Grudzielanek, who signed a one-year, $1 million free agent deal as the replacement to departed second baseman Tony Womack, was just off the NL leaders with a .320 average along with three home runs and 17 RBIs. He's been a plus defensively, too.
"I think he's played very well," manager Tony La Russa said.
Grudzielanek, 34, still needs to satisfy the team, though, that he can stay on the field all season. He missed more than two months last season with the Cubs, sidelined by an Achilles heel injury, and he missed a month in 2003 with a broken hand.
"I don't really feel like it's a situation where they're worried about what I do on the field," Grudzielanek said. "I think it's more about health.
"The last few years I've had fluke injuries and, knock on wood, the strained Achilles hasn't bothered me. Still, it's just one of those things where I need to have a healthy year for myself to set the table for next year."
Grudzielanek still doesn't know where the Achilles injury came from. The day after playing a 15-inning game in Atlanta on the fifth game of the season, he was suddenly hobbled.

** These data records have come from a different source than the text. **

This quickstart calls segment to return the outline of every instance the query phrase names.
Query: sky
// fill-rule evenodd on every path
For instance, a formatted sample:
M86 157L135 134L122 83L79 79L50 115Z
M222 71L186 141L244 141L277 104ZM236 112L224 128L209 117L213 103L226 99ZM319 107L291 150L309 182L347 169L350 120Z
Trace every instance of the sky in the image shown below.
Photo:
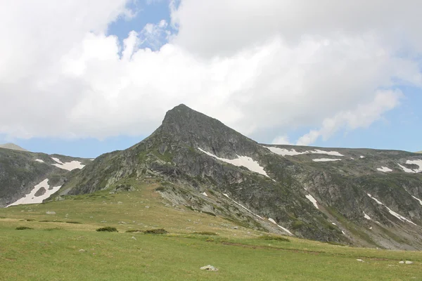
M94 158L184 103L264 143L422 150L418 0L0 0L0 143Z

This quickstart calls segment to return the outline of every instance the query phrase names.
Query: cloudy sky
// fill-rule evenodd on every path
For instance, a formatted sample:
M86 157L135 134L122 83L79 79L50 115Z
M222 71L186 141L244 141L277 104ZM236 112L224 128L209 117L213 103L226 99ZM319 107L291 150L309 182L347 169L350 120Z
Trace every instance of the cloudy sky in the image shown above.
M0 0L0 143L94 157L184 103L262 143L420 150L421 11L419 0Z

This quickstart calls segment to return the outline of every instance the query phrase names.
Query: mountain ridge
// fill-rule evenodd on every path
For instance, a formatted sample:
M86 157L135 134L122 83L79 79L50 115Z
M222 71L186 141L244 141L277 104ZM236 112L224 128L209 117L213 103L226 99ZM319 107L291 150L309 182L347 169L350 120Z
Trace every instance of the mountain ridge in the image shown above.
M249 227L320 241L422 249L418 155L333 150L262 145L180 105L150 136L98 157L59 192L130 189L135 182L158 181L166 186L160 195L174 204Z
M4 143L2 145L0 145L0 148L6 148L6 149L10 149L10 150L20 150L20 151L29 151L25 150L23 148L21 148L20 146L15 145L14 143Z

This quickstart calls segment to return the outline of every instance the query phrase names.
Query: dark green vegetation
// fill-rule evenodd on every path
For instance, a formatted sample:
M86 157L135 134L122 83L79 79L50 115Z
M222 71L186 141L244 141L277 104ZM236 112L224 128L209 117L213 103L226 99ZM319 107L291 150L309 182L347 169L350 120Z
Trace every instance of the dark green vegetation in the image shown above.
M280 155L274 148L299 154ZM181 105L167 112L162 125L142 142L101 155L70 175L60 192L118 193L139 183L157 182L155 191L170 205L222 216L243 227L278 234L290 231L296 237L341 244L422 249L422 205L417 200L422 198L422 174L405 173L399 166L417 169L407 162L421 159L418 155L270 148ZM239 155L256 162L268 176L221 160ZM340 160L313 161L321 158ZM382 167L391 171L379 171Z
M16 230L25 230L27 229L34 229L32 228L30 228L27 226L18 226L16 228L15 228Z
M269 235L220 216L166 206L157 187L141 185L132 191L104 190L0 209L8 218L0 223L0 280L418 280L422 270L420 251ZM47 210L56 214L46 214ZM82 223L66 223L66 216ZM22 218L27 221L19 221ZM63 222L40 222L46 218ZM96 231L105 223L118 232ZM18 226L33 229L16 230ZM144 234L160 228L168 233ZM141 231L126 233L130 230ZM211 233L218 235L210 238ZM399 264L402 260L414 264ZM199 269L207 264L219 271Z
M71 172L53 166L53 164L57 162L51 157L64 162L76 160L84 164L91 163L91 161L82 158L0 148L0 208L28 194L34 186L46 178L49 178L51 187L63 184Z

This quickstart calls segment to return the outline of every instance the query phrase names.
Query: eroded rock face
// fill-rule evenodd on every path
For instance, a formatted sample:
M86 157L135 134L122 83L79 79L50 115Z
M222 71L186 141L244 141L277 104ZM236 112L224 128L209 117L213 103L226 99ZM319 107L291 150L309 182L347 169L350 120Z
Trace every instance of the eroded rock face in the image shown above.
M278 224L321 241L422 249L417 200L422 199L422 174L400 166L420 155L269 146L181 105L142 142L101 155L74 173L62 192L87 193L115 189L122 178L154 178L170 184L160 192L174 204L243 220L250 227L283 232ZM334 158L339 160L314 161ZM198 197L205 190L213 195Z

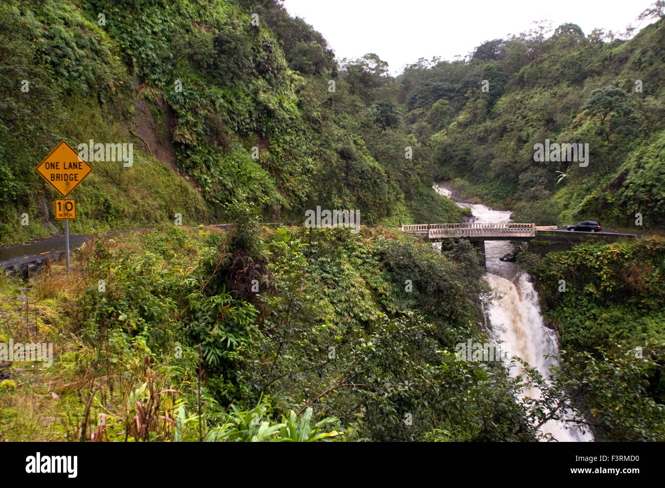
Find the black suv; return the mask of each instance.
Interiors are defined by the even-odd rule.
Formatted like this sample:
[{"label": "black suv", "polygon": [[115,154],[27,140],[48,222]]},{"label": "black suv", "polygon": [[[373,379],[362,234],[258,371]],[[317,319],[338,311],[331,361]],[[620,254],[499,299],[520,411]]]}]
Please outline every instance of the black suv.
[{"label": "black suv", "polygon": [[600,224],[595,220],[578,222],[571,226],[566,226],[569,230],[580,230],[583,232],[599,232],[602,230]]}]

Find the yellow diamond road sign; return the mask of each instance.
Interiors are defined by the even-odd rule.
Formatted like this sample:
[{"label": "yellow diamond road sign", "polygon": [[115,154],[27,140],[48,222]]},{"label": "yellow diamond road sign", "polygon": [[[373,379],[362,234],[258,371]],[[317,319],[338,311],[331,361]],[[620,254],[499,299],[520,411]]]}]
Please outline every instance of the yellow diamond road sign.
[{"label": "yellow diamond road sign", "polygon": [[64,140],[37,166],[37,172],[63,196],[74,191],[92,170],[92,166]]}]

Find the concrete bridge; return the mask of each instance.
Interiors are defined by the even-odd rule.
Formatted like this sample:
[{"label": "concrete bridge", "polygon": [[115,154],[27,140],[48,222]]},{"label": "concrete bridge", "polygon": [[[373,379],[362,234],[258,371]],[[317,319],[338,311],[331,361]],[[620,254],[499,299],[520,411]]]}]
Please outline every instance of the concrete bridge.
[{"label": "concrete bridge", "polygon": [[521,240],[529,242],[529,250],[544,255],[552,251],[570,249],[582,242],[612,242],[623,239],[641,238],[635,234],[615,231],[600,232],[569,232],[556,226],[537,227],[535,224],[416,224],[402,226],[402,232],[417,234],[432,242],[442,242],[448,239],[466,239],[476,249],[485,254],[486,240]]},{"label": "concrete bridge", "polygon": [[404,232],[426,234],[439,242],[444,239],[464,238],[470,241],[528,240],[536,236],[535,224],[416,224],[402,226]]}]

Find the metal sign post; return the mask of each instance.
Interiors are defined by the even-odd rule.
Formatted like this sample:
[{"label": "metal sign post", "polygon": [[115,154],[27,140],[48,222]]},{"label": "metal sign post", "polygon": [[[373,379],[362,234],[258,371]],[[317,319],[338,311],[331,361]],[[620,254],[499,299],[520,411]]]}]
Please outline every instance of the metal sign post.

"I woke up the next day and fell on my face," Grudzielanek said. "I didn't feel like it was a quick thing or a specific play or step."
Already, Grudzielanek has hit plenty of high notes. He became the first Cardinals player to hit for the cycle in nine years, doing it in his first four at-bats April 27 against the Brewers. He was tied for the NL lead with seven three-hit games, and tied his career best with four RBIs against the Mets on May 14.
Grudzielanek, who got his 1,500th career hit last week, was batting .368 in the Cardinals' 28 victories, and he's produced in five lineup spots. That includes leadoff when David Eckstein gets a day off.
Grudzielanek planned to take a constructive approach to his day off, taking infield to stay sharp in the field and studying tape to perhaps get a clue why he's been jumpy at the plate lately. In the two games prior to his slump, he was 5-for-8 with two RBIs.
Grudzielanek said he didn't want the day off, but said he guessed it was a good thing. "I want to be out there; the only way to get your way out of it is to hit your way out of it, and it's just a matter of getting comfortable again," he said.
La Russa thought Grudzielanek just needed a rest, period, regardless of his slump at the plate.
"He's in one of those spells where balls aren't dropping," La Russa said. "But he's sitting today because he's been playing a lot of baseball. He's making contact and he'll be in there tomorrow."